2. Give precise, encouraging directives.
When kids act out, it’s often because they don’t know how to behave. As straightforward as the instruction “Get ready for dinner” may appear to be, your child may still be unaware of the necessary preparations. Instructions broken down into two steps are usually manageable for preschoolers. Explain to your kid, “Our dinner will soon be ready. Toys are to be put away, and hands should be washed at this time.” Then it was time to “Come to the table and sit in your chair.”

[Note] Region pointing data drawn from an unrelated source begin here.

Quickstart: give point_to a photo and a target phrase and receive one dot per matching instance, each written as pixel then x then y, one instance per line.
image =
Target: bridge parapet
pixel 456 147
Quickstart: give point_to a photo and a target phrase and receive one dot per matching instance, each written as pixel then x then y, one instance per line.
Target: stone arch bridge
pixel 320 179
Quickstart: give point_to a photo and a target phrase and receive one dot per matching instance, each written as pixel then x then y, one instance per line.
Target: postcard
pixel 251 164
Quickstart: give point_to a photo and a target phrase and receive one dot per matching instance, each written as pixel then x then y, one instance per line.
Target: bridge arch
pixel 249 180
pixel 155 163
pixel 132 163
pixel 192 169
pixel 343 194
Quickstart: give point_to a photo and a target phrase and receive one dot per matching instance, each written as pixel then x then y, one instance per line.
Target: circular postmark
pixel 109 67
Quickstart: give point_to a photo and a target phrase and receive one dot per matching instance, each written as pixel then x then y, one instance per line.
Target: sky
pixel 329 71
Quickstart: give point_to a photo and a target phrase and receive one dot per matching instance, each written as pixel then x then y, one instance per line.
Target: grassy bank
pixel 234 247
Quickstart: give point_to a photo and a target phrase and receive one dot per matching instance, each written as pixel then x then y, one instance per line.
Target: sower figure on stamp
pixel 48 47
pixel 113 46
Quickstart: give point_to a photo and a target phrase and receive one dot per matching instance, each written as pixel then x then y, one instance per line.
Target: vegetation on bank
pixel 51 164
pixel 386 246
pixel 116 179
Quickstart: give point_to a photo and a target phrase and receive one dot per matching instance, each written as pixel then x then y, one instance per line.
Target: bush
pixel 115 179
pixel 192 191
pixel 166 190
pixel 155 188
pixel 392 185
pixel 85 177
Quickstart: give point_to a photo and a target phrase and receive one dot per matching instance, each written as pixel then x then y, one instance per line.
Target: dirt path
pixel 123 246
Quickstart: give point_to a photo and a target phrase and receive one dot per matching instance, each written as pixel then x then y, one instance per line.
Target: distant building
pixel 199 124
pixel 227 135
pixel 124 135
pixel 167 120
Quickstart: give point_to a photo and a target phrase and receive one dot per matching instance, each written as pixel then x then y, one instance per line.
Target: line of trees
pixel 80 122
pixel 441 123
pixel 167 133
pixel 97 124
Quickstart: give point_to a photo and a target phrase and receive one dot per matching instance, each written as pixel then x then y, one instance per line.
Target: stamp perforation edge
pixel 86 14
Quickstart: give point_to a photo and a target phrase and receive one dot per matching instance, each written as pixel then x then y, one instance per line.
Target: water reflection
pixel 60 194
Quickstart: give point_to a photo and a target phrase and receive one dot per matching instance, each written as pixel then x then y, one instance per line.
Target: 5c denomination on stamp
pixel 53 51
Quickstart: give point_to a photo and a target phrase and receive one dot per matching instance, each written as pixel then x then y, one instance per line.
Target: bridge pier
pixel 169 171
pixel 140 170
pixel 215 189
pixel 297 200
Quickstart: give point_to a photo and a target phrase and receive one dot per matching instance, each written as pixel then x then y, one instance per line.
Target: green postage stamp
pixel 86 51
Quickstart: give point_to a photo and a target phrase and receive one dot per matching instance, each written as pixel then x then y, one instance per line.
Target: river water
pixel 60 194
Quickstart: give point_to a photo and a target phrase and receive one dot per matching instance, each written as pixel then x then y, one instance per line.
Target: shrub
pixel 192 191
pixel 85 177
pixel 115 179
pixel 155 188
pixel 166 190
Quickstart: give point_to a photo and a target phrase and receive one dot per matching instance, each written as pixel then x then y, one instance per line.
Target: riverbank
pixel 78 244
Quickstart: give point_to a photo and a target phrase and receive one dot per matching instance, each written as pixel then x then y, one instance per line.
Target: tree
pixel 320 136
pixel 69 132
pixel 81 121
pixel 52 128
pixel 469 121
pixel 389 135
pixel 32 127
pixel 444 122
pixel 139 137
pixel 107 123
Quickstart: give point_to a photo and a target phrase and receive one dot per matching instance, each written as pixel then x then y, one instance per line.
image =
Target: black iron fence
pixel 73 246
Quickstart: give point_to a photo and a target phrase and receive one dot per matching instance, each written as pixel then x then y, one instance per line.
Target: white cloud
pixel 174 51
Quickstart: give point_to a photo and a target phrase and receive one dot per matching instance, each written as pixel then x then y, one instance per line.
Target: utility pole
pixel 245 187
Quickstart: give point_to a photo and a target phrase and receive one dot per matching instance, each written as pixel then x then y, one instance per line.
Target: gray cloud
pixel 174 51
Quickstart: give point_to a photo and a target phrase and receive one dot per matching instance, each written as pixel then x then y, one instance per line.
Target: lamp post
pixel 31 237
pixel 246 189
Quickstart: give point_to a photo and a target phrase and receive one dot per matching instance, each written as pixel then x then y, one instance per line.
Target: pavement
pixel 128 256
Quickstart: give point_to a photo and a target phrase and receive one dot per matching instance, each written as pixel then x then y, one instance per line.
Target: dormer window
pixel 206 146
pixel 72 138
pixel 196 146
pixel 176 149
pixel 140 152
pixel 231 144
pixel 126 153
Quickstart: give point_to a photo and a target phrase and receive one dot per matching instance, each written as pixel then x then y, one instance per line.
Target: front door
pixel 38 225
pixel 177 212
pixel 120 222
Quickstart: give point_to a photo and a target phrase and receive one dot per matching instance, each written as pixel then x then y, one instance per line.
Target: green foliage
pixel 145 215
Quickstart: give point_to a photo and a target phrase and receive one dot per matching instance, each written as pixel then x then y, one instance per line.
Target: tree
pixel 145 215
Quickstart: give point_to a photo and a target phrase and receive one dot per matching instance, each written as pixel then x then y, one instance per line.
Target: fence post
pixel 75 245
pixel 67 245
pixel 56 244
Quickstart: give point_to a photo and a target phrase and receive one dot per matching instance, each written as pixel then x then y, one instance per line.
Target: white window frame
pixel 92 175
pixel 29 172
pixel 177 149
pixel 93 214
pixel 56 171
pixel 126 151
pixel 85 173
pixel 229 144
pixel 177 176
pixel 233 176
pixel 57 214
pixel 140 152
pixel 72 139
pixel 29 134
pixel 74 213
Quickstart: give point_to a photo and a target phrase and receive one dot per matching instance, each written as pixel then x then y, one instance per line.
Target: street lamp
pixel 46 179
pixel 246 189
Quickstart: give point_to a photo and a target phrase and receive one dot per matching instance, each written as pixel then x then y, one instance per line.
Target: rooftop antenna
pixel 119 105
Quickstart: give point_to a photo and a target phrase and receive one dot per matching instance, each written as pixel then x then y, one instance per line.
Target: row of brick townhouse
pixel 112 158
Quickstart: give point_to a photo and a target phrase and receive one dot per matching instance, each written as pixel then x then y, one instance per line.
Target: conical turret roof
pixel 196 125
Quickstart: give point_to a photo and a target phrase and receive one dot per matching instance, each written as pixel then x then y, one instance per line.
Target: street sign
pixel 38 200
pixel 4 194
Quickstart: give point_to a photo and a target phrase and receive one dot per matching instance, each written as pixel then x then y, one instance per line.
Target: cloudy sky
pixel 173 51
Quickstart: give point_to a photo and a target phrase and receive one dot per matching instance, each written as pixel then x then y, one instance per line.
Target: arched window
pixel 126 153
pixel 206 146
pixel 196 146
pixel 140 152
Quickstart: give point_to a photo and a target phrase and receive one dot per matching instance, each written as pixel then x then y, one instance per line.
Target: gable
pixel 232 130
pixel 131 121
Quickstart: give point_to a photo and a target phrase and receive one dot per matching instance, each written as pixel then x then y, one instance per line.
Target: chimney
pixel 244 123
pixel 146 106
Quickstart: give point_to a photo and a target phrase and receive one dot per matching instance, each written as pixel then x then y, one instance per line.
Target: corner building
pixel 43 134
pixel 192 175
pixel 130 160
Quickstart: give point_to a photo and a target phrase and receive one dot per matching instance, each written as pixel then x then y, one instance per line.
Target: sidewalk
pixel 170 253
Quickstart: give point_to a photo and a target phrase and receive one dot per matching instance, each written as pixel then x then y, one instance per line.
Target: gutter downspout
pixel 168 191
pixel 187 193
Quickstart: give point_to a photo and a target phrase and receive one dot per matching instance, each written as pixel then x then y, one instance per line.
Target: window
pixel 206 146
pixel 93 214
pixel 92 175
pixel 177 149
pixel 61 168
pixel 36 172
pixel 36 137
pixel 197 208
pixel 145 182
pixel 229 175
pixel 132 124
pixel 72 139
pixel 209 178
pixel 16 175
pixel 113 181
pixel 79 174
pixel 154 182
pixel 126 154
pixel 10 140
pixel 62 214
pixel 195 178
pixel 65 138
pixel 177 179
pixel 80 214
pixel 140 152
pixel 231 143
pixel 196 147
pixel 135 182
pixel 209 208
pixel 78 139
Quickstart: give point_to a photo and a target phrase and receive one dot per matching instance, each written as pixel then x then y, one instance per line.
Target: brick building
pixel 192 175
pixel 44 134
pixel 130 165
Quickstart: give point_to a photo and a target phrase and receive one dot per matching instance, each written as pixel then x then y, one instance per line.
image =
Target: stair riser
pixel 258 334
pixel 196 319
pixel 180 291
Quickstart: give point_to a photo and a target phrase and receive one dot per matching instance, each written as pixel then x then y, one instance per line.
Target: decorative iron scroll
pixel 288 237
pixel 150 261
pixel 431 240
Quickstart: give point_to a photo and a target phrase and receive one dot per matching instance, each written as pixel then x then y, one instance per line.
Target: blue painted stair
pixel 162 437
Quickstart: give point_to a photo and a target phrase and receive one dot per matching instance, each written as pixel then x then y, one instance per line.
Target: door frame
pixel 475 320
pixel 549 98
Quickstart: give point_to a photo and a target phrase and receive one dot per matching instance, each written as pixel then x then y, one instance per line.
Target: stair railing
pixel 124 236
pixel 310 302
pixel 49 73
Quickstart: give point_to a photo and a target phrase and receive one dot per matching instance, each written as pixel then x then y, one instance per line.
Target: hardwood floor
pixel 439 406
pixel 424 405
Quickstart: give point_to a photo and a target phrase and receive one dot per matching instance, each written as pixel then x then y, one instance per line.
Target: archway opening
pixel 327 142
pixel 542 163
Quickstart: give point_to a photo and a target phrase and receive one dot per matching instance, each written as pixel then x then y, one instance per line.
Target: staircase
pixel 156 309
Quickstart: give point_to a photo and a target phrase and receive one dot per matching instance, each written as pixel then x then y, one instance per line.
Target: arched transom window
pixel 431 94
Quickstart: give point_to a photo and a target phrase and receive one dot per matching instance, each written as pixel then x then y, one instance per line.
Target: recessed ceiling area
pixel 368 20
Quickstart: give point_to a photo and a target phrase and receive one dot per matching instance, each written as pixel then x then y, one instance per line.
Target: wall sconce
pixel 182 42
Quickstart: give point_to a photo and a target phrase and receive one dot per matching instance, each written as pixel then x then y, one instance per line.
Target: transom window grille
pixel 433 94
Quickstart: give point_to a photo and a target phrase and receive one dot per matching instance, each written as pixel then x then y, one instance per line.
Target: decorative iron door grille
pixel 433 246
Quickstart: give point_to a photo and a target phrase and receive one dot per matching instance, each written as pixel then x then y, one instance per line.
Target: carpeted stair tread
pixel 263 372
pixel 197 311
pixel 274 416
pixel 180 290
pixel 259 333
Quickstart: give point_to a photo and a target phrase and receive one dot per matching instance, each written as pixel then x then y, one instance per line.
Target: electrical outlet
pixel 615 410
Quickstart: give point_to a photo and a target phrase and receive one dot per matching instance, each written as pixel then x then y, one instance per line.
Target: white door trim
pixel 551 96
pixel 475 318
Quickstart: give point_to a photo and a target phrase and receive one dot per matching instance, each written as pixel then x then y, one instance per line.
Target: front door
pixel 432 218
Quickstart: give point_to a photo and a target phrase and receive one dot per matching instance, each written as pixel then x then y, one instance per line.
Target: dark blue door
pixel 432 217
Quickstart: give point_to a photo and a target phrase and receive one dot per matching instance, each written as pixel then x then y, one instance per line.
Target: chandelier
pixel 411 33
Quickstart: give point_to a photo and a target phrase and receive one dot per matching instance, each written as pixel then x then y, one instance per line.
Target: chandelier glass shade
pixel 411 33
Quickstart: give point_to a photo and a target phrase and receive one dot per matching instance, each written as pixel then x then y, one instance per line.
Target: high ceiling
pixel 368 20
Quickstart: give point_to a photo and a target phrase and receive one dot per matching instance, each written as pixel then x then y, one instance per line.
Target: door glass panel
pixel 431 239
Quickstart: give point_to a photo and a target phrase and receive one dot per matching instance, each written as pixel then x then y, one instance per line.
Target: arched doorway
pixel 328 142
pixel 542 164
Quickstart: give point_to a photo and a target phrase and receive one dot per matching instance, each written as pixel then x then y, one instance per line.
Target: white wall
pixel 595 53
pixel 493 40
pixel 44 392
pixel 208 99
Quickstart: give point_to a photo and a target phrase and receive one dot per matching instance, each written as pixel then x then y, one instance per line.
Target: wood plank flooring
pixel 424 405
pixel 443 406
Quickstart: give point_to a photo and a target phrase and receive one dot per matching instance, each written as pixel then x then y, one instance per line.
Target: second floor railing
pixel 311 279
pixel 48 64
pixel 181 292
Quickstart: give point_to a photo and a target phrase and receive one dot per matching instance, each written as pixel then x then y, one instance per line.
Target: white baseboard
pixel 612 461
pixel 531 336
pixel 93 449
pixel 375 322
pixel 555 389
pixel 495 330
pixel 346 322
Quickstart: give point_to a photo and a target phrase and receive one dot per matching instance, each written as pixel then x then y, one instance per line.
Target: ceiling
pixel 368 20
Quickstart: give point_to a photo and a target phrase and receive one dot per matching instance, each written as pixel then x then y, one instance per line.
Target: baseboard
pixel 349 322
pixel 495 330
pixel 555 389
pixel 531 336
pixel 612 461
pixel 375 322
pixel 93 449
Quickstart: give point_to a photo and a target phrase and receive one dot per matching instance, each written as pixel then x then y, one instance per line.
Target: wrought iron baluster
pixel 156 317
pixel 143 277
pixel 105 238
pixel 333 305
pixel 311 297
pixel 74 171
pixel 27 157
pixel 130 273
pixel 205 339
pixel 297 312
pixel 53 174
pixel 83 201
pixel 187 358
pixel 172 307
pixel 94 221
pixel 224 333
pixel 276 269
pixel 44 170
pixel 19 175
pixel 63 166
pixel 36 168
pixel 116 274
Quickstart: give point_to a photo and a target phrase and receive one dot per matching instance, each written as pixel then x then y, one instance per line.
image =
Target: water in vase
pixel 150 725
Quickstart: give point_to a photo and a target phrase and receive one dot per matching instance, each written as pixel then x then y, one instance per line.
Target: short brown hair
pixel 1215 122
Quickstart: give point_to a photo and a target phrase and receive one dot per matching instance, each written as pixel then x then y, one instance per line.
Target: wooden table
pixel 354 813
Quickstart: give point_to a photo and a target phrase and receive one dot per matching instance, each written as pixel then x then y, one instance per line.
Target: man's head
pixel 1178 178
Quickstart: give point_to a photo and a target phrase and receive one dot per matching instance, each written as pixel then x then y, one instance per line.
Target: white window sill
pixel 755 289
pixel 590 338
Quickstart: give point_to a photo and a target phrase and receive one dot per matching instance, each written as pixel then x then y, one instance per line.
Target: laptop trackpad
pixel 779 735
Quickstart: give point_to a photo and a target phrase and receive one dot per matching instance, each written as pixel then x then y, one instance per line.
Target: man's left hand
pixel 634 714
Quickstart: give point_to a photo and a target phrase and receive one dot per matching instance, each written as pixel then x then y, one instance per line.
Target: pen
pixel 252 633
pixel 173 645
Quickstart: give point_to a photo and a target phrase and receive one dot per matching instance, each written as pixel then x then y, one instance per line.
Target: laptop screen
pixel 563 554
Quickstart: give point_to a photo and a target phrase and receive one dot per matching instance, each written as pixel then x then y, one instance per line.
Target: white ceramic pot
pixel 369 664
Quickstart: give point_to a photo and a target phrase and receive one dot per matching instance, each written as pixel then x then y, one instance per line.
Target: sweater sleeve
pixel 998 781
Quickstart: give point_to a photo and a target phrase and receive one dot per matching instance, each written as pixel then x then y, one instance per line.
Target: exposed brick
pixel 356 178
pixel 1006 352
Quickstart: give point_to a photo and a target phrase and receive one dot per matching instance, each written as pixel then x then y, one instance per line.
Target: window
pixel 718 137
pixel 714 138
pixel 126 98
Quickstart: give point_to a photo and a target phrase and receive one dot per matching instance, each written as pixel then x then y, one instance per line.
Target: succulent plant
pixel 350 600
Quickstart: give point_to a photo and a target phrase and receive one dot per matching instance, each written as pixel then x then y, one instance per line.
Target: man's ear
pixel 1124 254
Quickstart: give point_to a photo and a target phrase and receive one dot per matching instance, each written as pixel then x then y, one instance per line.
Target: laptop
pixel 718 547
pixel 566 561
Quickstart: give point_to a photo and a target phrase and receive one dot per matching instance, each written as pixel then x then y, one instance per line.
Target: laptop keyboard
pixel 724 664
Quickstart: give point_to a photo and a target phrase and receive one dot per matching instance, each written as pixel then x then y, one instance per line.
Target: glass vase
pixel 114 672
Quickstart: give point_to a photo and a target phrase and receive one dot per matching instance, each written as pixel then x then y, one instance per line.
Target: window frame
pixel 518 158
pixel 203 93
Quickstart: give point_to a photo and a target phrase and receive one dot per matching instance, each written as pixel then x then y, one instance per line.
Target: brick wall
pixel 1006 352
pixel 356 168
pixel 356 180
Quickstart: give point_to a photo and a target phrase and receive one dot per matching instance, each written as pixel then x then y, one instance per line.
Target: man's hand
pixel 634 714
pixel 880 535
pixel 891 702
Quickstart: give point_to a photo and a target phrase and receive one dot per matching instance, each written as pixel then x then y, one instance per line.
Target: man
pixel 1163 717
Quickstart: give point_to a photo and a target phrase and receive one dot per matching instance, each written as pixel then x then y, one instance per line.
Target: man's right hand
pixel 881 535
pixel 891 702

3. Applaud admirable conduct.
Keep an eye out for chances to give your child constructive, detailed praise for their actions. “I really appreciate you taking the baby to play so I could get some laundry folded. It cheered us up equally. I value your willingness to lend a hand.” Your child will feel more pride in his good behavior if you give him specific praise right then and there. You can correct his behavior by pointing out how he should have handled the situation.
4. Keep your sense of humor.
Try making light of a child’s disobedience instead of scolding them: “Here comes the tickle monster to get children who don’t listen!” Lots of parents have started using catchy slogans like “stop, look, and listen” to get their kids to pay attention and act responsibly in various settings.
Always Act Kindly
1. Demonstrate courtesy.
The first step in teaching your child proper manners is to use polite language yourself. Keep an ear out for him as he explains things. Talk to him at eye level and be personable.
Don’t ask him right away; instead, give him a heads-up. “In just a minute, we’ll be on our way out. That’s sufficient time for three additional slides down the water park’s water slide. Allow me to lead you in a count.” You can still set a good example when your child misbehaves by using respectful language and actions.
2. Explain the value of learning from one’s mistakes.
The loss of a toy thrown behind the couch is a natural consequence of misbehavior. Allow your kid to learn the hard way. If he gets angry, try to put yourself in his shoes. “You seem upset at the moment. You want that toy, I can tell. I know you tossed it behind the couch, but I can’t go get it right now. At least you shouldn’t throw it behind the couch the next time.” Wait until he has finished crying or venting his emotions before moving on.
3. Have some patience.
A child’s level of maturity and development may need to be improved to consistently follow your rules and expectations. Don’t take it personally if your child makes a mistake as he learns; instead, have patience with him. Keep in mind that he is not a bad person or a rebellious one. He is trying to develop normally like any good kid would.
How safe is my child when using positive discipline?
The safety of their children is a primary concern for any parent. Your role as a parent is to ensure your child’s safety without stifling his natural curiosity and urge to test the limits of his environment.
Your child’s safety depends on your ability to keep an eye on him. A two-year-old can be taught not to run into the street, but he should never be left unattended in a neighborhood with heavy traffic. Children of any age need constant monitoring and redirection to prevent injury.
While it’s natural to want to lash out when your preschooler does something risky, remember that yelling at or physically punishing him won’t teach him his lesson or prevent him from doing it again. Redirect him safely and explain to him what he should do instead of using constructive parenting methods. If you need some time to collect your thoughts before having that important talk with your kid, take it.
Not only that, but you should know that you have support. If you can’t handle everything on your own, talk to someone you trust, like your partner, family, or friends. Parents of younger and older children in Texas can call the Texas Youth Helpline at 1-800-989-6884 for support.